Prior to the 1939 amendment of art. 7117, proceeds of life insurance policies payable to beneficiaries other than the decedent's estate were not subject to the inheritance tax. Insurance payable to beneficiaries other than the estate was made subject to such tax by the addition to art. 7117, in 1939, of the following language: "* * * including the proceeds of life insurance to the extent of the amount receivable by the executor or administrator as insurance under policies taken out by the decedent upon his own life, and to the extent of the excess over Forty Thousand Dollars ($40,000) of the amount receivable by all other beneficiaries as insurance under policies taken out by the decedent upon his own life * * *."

The above amendment was, beyond a doubt, adopted from the Federal Inheritance Tax Law.

The Federal law subjecting proceeds of insurance policies payable to beneficiaries other than the decedent's estate to the estate tax is found in the original Act of 1926, § 302, as amended by sec. 404 of the Revenue Act of 1934, to be found in Title 26, U.S.C.A. Internal Revenue Acts, page 227, and is as follows:

"The value of the gross estate of the decedent shall be determined by including the value at the time of his death of all property, real or personal, tangible or intangible, wherever situated [omitting here classification of property not material to our inquiry] — * * *

"(g) To the extent of the amount receivable by the executor as insurance under policies taken out by the decedent upon his own life; and to the extent of the excess over $40,000 of the amount receivable by all other beneficiaries as insurance under policies taken out by the decedent upon his own life."
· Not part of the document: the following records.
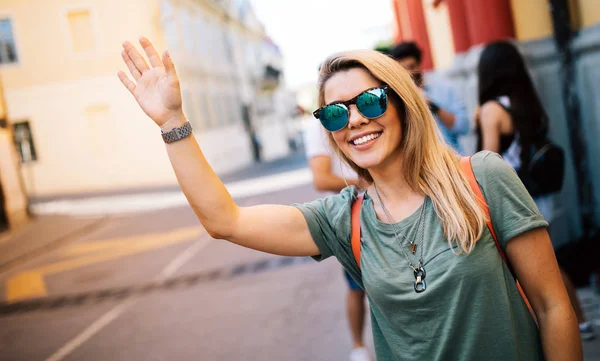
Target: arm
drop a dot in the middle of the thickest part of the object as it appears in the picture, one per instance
(534, 263)
(489, 120)
(323, 177)
(156, 89)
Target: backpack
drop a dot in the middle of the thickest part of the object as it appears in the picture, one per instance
(467, 169)
(546, 167)
(545, 171)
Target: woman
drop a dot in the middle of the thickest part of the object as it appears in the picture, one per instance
(418, 197)
(511, 119)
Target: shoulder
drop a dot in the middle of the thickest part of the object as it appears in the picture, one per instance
(330, 216)
(494, 173)
(490, 162)
(492, 113)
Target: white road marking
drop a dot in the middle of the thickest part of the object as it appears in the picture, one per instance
(121, 204)
(118, 310)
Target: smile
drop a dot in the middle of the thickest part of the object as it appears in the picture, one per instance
(364, 139)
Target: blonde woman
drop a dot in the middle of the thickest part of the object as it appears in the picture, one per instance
(419, 216)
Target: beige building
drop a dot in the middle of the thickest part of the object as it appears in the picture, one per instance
(79, 131)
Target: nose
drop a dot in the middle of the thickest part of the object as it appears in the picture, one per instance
(355, 119)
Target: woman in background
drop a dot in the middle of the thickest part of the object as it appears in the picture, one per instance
(509, 121)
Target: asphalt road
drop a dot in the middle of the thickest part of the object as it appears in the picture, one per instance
(154, 286)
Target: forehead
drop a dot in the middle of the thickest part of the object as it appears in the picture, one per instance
(347, 84)
(409, 62)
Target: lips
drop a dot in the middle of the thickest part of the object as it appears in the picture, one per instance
(364, 138)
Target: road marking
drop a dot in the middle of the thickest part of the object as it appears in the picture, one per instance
(137, 203)
(118, 310)
(30, 283)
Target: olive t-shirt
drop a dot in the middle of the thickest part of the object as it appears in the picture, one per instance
(471, 308)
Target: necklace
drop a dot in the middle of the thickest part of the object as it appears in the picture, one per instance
(419, 270)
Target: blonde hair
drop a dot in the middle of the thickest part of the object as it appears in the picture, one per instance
(429, 165)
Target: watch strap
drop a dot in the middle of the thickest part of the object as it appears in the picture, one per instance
(176, 134)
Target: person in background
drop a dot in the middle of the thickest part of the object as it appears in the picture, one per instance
(331, 174)
(447, 107)
(420, 218)
(510, 118)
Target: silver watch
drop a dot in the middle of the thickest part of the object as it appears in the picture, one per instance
(176, 134)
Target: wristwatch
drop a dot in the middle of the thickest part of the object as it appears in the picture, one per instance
(176, 134)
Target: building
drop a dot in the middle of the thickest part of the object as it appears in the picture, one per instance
(453, 32)
(79, 131)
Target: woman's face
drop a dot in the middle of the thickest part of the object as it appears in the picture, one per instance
(385, 131)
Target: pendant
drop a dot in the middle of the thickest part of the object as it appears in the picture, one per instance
(413, 247)
(420, 284)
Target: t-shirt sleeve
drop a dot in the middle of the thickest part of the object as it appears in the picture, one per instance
(512, 209)
(328, 220)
In construing the Federal statute in regard to what portion of the proceeds of an insurance policy taken out by the husband in favor of the wife, premiums paid out of community property, was taxable, there was considerable confusion and disagreement in the Federal decisions.

On May 16, 1938, the Supreme Court of the United States, in the case of Lang v. Commissioner of Internal Revenue, 304 U.S. 264, 58 S.Ct. 880, 82 L.Ed. 1331, 118 A.L.R. 319, construed the Federal statute in the respect we have here in question.